Kinkélibah. — Un autre végétal non moins précieux, dont nous avons été à même de constater sur nous-mêmes la bienfaisante action, se trouve en grande quantité notamment sur les plateaux élevés du Sandougou. C’est le Kinkélibah (Combretum Raimbaulti Heckel), famille des Combrétacées. Très commun dans les Rivières du Sud, on le trouve encore dans le Cayor, où les Ouolofs lui donnent les noms de Sekhaou et Khassaou. Avec ses rameaux ils construisent des greniers dans lesquels ils conservent leur mil et leurs haricots. Ces greniers sont appelés Lakhass, nom que, dans cette région, on donne encore parfois au Kinkélibah, qui est son nom en langue Soussou. Il croît dans les terrains sablonneux et pierreux. On ne le trouve jamais au bord de la mer. Il fleurit de mai à juin. Voici la description qu’en donne le professeur Heckel, de Marseille : « Cet arbuste, plus ou moins touffu suivant l’âge, et dont la tige peut atteindre un décimètre de diamètre, devient alors tout blanc et tranche beaucoup sur les arbres et arbustes qui l’environnent ; aussi, est-ce à cette époque qu’il est le plus facile de le reconnaître. Son fruit caractéristique se dessèche en même temps que les feuilles et tombe avec elles pendant la saison sèche. Son ombrage agréable est très recherché. Il donne souvent abri pendant la nuit aux caravanes de l’intérieur. Ce végétal est muni d’une racine pivotante, dont les ramifications se terminent par des nœuds à radicelles, d’où naissent de nouveaux rejets. Une des tiges s’élève au-dessus des autres pour former un arbrisseau (jamais un arbre) avec branches étendues dans tous les sens, mais plutôt horizontales que verticales. La tige du Kinkélibah est lisse et blanchâtre, elle porte des rameaux opposés. Son bois est blanc, dur et serré. »

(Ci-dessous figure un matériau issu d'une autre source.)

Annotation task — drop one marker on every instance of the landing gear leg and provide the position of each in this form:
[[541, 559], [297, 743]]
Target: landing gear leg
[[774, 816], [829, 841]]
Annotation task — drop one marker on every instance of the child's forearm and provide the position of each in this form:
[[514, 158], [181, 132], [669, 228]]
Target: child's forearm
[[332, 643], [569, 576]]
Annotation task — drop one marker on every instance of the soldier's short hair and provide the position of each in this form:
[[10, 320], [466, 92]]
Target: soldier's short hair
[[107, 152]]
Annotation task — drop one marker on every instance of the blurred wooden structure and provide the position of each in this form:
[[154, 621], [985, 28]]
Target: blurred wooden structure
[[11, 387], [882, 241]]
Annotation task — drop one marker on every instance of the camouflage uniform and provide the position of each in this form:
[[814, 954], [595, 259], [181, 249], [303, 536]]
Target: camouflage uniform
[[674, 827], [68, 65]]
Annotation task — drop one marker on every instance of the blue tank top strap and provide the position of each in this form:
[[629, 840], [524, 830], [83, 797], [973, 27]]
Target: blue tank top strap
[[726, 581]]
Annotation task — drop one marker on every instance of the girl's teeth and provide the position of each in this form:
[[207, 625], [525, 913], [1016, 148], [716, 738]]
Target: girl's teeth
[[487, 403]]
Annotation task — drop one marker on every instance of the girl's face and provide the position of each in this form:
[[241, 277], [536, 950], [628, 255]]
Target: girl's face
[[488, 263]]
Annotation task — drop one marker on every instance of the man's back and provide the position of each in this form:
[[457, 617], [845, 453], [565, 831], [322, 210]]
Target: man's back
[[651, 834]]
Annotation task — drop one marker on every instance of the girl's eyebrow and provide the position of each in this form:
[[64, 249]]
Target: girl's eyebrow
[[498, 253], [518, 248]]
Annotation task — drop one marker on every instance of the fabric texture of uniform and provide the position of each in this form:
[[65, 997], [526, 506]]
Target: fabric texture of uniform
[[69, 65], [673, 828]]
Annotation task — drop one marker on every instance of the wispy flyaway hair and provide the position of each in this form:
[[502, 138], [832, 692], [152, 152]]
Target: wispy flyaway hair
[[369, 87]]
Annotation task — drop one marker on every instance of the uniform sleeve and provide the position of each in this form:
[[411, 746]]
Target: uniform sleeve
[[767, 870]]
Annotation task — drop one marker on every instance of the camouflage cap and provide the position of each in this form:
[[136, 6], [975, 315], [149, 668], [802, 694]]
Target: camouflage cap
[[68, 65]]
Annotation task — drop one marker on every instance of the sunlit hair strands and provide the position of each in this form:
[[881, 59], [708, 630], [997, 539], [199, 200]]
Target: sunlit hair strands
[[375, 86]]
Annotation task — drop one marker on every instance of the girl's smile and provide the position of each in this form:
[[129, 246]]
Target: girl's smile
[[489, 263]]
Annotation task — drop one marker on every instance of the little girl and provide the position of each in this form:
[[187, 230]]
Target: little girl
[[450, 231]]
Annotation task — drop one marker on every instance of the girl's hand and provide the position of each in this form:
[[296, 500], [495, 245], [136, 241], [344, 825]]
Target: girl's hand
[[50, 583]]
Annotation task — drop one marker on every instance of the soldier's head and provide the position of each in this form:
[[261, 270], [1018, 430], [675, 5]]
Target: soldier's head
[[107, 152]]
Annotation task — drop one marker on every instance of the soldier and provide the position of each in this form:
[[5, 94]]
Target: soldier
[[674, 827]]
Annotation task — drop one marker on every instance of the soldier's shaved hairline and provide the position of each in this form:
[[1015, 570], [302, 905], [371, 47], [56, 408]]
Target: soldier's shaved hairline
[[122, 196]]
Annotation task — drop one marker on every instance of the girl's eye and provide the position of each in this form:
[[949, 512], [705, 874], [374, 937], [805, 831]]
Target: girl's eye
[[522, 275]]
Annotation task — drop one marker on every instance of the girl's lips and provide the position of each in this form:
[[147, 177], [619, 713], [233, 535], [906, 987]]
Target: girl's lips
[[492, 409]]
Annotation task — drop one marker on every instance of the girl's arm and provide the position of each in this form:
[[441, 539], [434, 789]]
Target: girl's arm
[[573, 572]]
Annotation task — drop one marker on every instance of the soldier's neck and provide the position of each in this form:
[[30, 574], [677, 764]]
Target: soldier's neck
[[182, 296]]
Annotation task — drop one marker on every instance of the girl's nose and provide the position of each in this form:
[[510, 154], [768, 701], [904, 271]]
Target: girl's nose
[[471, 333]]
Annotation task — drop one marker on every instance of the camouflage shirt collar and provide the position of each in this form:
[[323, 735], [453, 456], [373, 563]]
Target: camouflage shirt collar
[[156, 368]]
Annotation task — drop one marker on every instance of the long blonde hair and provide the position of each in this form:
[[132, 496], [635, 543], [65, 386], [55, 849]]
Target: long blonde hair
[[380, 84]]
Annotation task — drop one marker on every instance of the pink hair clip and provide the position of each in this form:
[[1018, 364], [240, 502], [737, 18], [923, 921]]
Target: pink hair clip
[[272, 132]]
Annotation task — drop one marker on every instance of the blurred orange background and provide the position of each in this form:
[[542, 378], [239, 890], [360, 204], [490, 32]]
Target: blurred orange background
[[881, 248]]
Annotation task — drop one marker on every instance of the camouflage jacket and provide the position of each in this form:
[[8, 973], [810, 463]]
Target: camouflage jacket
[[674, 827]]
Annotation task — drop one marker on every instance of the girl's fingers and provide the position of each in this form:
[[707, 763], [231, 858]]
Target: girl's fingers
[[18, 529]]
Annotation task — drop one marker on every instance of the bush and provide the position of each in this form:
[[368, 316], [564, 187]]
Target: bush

Les feuilles fraîches ou sèches sont particulièrement utilisées. Les indigènes des Rivières du Sud les emploient avec succès dans les cas de fièvres bilieuses simples ou inflammatoires, de rémittentes bilieuses et de bilieuses hématuriques. C’est au révérend père Raimbault, missionnaire apostolique à la côte occidentale d’Afrique, que l’on doit d’avoir attiré l’attention du monde scientifique sur ce précieux végétal, et ce sont les savants professeurs Heckel et Schlagdenhauffen qui l’ont les premiers étudié et analysé. Voici comment, d’après le père Raimbault qui l’a fréquemment utilisé et toujours avec succès, on le doit employer. « Le Kinkélibah est administré sous forme de tisane. Les feuilles sont employées en décoction. On les fait bouillir pendant un quart d’heure environ soit fraîches, soit desséchées. Sous ce dernier état, les feuilles pilées peuvent se conserver pendant plusieurs années avec les mêmes propriétés.